Department of Pharmacology, University of Cambridge, Tennis Court Road, Cambridge, CB2 1PD, United Kingdom.
Cold Spring Harb Perspect Biol. 2010 Dec;2(12):a004010. doi: 10.1101/cshperspect.a004010. Epub 2010 Oct 27.

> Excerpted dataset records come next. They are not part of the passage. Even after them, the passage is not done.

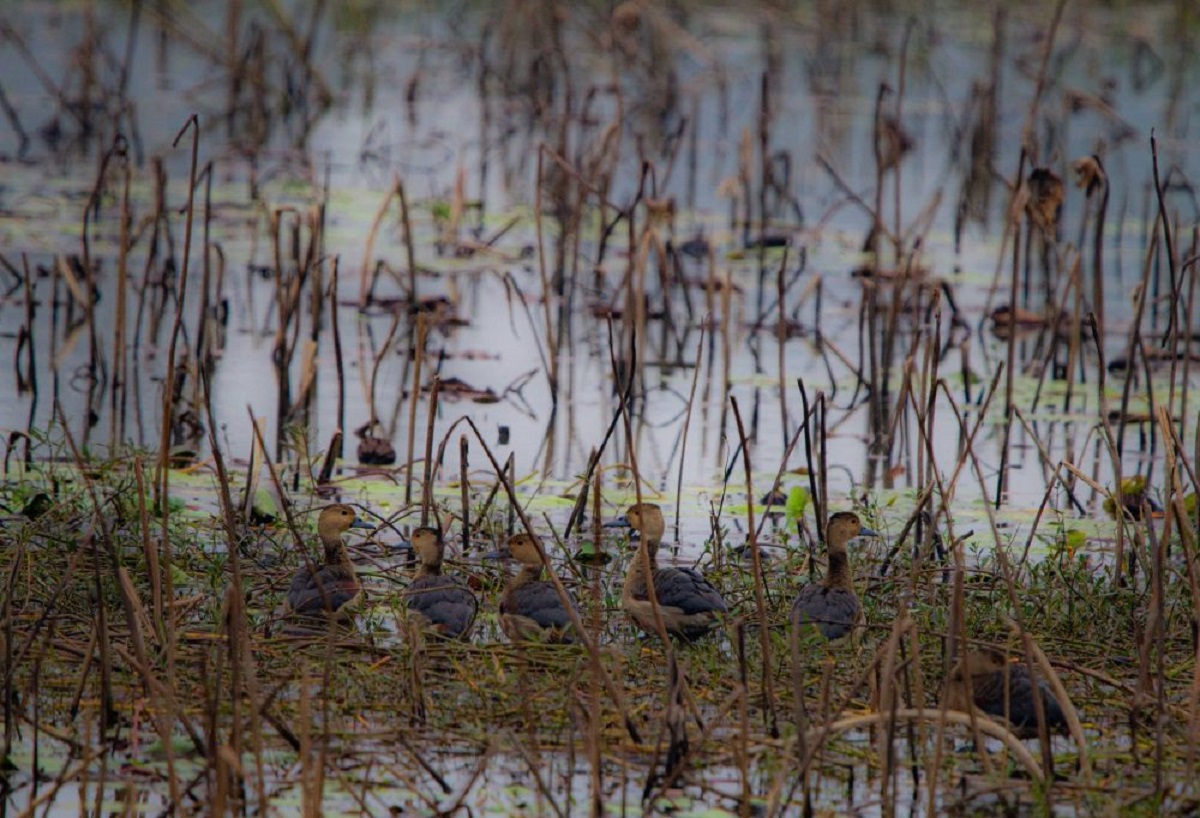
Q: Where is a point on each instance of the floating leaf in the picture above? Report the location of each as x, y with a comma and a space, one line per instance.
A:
797, 503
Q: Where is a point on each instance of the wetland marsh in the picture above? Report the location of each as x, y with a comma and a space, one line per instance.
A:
505, 266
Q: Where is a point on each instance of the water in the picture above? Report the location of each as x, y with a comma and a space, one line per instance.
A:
406, 102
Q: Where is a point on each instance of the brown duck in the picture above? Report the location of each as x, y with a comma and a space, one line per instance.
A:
443, 603
331, 588
1002, 690
833, 606
689, 605
531, 608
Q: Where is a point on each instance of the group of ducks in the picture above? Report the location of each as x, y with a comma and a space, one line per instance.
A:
679, 601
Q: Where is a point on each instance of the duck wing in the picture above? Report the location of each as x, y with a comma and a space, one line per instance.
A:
540, 602
834, 611
687, 590
990, 697
322, 589
445, 602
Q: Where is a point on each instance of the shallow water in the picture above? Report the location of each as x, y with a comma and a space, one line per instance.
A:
409, 98
822, 97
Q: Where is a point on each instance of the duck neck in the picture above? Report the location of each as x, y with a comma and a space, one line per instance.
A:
839, 567
336, 553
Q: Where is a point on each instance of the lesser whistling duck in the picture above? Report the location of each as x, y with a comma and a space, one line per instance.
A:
331, 588
832, 605
443, 603
688, 603
1002, 689
531, 608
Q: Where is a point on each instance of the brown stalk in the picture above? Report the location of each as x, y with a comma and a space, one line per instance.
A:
427, 482
168, 404
576, 623
768, 684
413, 398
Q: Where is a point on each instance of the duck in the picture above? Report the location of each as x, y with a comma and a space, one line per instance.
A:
331, 588
688, 603
1003, 690
531, 607
442, 603
832, 606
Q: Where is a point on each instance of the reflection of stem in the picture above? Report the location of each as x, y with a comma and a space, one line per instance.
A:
335, 452
418, 355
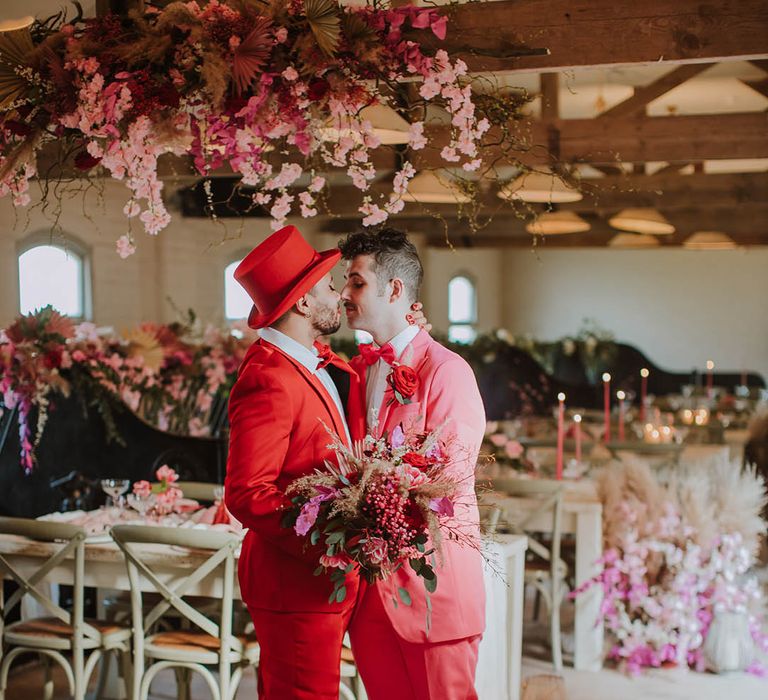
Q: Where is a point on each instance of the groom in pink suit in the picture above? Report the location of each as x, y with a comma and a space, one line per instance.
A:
428, 649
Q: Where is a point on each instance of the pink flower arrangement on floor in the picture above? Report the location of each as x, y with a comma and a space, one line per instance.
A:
228, 83
386, 504
669, 568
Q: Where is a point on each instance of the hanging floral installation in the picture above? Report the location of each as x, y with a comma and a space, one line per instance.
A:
235, 83
679, 548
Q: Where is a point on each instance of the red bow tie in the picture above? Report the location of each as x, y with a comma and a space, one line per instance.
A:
324, 354
371, 355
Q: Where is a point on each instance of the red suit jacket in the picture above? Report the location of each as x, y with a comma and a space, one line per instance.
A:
447, 395
276, 412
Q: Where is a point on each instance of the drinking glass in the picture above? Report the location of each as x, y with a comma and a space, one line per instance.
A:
141, 504
115, 488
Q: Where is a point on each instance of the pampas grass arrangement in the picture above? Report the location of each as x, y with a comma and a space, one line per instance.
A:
712, 497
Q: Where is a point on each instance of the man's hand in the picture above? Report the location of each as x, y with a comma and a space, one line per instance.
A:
418, 318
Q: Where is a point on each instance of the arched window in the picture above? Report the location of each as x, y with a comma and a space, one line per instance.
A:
237, 303
55, 275
462, 310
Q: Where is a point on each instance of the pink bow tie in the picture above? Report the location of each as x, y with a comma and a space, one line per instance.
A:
371, 355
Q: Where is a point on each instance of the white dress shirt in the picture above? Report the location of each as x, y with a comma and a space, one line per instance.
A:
376, 377
309, 359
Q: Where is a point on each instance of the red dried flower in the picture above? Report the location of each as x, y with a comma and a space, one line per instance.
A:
318, 89
417, 460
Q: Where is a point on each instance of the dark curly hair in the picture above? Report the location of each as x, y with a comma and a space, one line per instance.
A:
393, 256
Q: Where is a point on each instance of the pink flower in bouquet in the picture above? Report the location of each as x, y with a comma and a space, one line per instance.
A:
376, 550
499, 439
142, 489
397, 439
442, 506
414, 476
167, 475
337, 561
513, 449
307, 517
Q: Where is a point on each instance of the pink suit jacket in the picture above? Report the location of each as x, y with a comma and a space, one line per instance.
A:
447, 393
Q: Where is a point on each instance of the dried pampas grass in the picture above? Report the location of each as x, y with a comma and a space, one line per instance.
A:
629, 483
719, 495
712, 497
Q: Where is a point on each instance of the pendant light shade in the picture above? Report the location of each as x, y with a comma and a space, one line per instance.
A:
431, 187
387, 124
557, 223
709, 240
633, 240
642, 221
540, 186
13, 25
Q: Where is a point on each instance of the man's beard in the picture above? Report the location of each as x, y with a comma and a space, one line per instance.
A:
327, 321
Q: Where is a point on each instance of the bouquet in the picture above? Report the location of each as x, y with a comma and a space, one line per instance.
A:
383, 506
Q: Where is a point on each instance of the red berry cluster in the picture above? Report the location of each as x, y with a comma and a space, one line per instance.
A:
386, 505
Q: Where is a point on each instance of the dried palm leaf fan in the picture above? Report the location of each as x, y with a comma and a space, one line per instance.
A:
15, 45
325, 23
251, 55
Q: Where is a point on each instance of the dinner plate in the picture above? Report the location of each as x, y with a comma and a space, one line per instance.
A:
103, 538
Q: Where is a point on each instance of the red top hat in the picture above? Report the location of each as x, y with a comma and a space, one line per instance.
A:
279, 271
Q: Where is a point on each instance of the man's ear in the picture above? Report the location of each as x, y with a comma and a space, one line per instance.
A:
302, 305
398, 289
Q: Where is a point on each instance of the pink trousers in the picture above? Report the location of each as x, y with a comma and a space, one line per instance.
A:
391, 667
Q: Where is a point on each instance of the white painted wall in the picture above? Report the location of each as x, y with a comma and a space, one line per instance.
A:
680, 307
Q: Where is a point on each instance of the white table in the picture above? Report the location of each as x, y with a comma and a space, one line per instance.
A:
582, 516
105, 568
499, 659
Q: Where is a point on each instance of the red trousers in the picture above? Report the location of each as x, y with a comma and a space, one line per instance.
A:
300, 654
391, 668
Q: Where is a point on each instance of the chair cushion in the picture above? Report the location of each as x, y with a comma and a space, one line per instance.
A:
53, 627
195, 641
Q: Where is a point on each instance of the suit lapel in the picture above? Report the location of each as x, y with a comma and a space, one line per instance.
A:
341, 380
320, 390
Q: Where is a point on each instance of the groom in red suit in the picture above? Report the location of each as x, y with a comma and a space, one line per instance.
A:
287, 388
398, 653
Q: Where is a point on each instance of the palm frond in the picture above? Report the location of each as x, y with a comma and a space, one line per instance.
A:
14, 48
325, 23
251, 55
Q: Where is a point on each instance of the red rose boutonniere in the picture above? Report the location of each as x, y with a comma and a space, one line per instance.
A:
403, 381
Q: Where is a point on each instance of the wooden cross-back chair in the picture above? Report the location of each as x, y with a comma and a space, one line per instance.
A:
211, 641
545, 570
63, 631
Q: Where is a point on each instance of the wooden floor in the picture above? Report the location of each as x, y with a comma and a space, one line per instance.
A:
26, 684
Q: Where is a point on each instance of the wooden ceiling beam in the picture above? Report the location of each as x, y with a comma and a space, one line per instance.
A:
557, 35
648, 93
630, 140
746, 225
667, 192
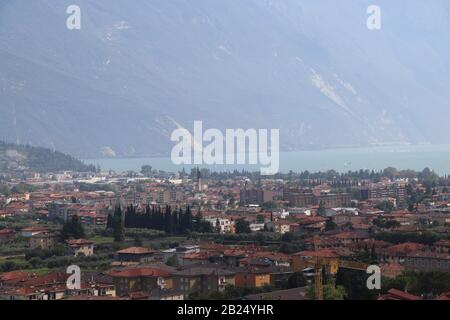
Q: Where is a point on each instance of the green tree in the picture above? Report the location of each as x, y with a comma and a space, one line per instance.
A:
296, 280
72, 229
331, 291
243, 226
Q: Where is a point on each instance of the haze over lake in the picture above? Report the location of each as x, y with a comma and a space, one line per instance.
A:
416, 157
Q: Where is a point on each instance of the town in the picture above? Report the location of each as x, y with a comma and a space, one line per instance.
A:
154, 235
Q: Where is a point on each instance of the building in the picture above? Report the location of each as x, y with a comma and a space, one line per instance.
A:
201, 279
43, 241
135, 254
256, 196
79, 247
395, 294
382, 191
32, 231
442, 246
219, 222
252, 278
427, 261
306, 198
7, 235
141, 279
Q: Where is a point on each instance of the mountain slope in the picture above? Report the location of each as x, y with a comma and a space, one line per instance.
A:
310, 68
24, 158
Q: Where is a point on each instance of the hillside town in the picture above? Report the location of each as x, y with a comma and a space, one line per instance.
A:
154, 235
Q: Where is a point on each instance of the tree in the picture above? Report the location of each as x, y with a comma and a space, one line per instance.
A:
72, 229
330, 291
173, 261
322, 210
296, 280
287, 237
330, 225
260, 218
109, 221
243, 226
118, 227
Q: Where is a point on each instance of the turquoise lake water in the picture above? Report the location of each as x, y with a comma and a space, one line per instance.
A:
416, 157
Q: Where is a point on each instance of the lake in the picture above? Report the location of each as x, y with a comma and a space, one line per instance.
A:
416, 157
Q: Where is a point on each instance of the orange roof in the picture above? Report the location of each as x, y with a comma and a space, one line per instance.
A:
79, 242
139, 272
322, 253
135, 250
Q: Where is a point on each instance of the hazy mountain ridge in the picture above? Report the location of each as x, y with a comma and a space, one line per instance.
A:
310, 68
27, 158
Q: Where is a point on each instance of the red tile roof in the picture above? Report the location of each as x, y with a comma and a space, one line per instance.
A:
79, 242
135, 250
139, 272
322, 253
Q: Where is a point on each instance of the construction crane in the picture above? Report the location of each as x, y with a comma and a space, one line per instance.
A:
333, 264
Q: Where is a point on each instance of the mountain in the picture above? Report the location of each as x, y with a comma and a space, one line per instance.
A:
37, 159
137, 69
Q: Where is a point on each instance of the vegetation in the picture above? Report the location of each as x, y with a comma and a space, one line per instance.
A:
425, 237
331, 291
176, 222
41, 159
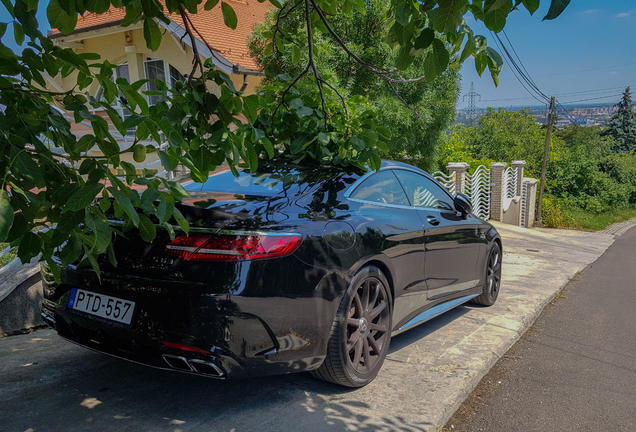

Inositol 1,4,5-trisphosphate receptors (IP(3)R) and their relatives, ryanodine receptors, are the channels that most often mediate Ca(2+) release from intracellular stores. Their regulation by Ca(2+) allows them also to propagate cytosolic Ca(2+) signals regeneratively. This brief review addresses the structural basis of IP(3)R activation by IP(3) and Ca(2+). IP(3) initiates IP(3)R activation by promoting Ca(2+) binding to a stimulatory Ca(2+)-binding site, the identity of which is unresolved. We suggest that interactions of critical phosphate groups in IP(3) with opposite sides of the clam-like IP(3)-binding core cause it to close and propagate a conformational change toward the pore via the adjacent N-terminal suppressor domain. The pore, assembled from the last pair of transmembrane domains and the intervening pore loop from each of the four IP(3)R subunits, forms a structure in which a luminal selectivity filter and a gate at the cytosolic end of the pore control cation fluxes through the IP(3)R.
三磷酸肌醇受体(IP3R)及其相关的兰尼碱受体是最常介导细胞内储存的 Ca2+释放的通道。它们通过 Ca2+的调节也能够再生性地传播细胞质 Ca2+信号。这篇简短的综述讨论了 IP3R 被 IP3 和 Ca2+激活的结构基础。IP3 通过促进 Ca2+与一个刺激 Ca2+结合位点的结合来启动 IP3R 的激活,但其身份尚未确定。我们认为,IP3 中关键磷酸基团与蛤壳样 IP3 结合核心的相对侧的相互作用导致其关闭,并通过相邻的 N 端抑制结构域将构象变化传播到孔道。由最后一对跨膜结构域和每个四联体 IP3R 亚基的孔环之间的孔道组装而成,形成一种结构,其中腔内选择性过滤器和孔道胞质末端的门控控制阳离子通过 IP3R 的流量。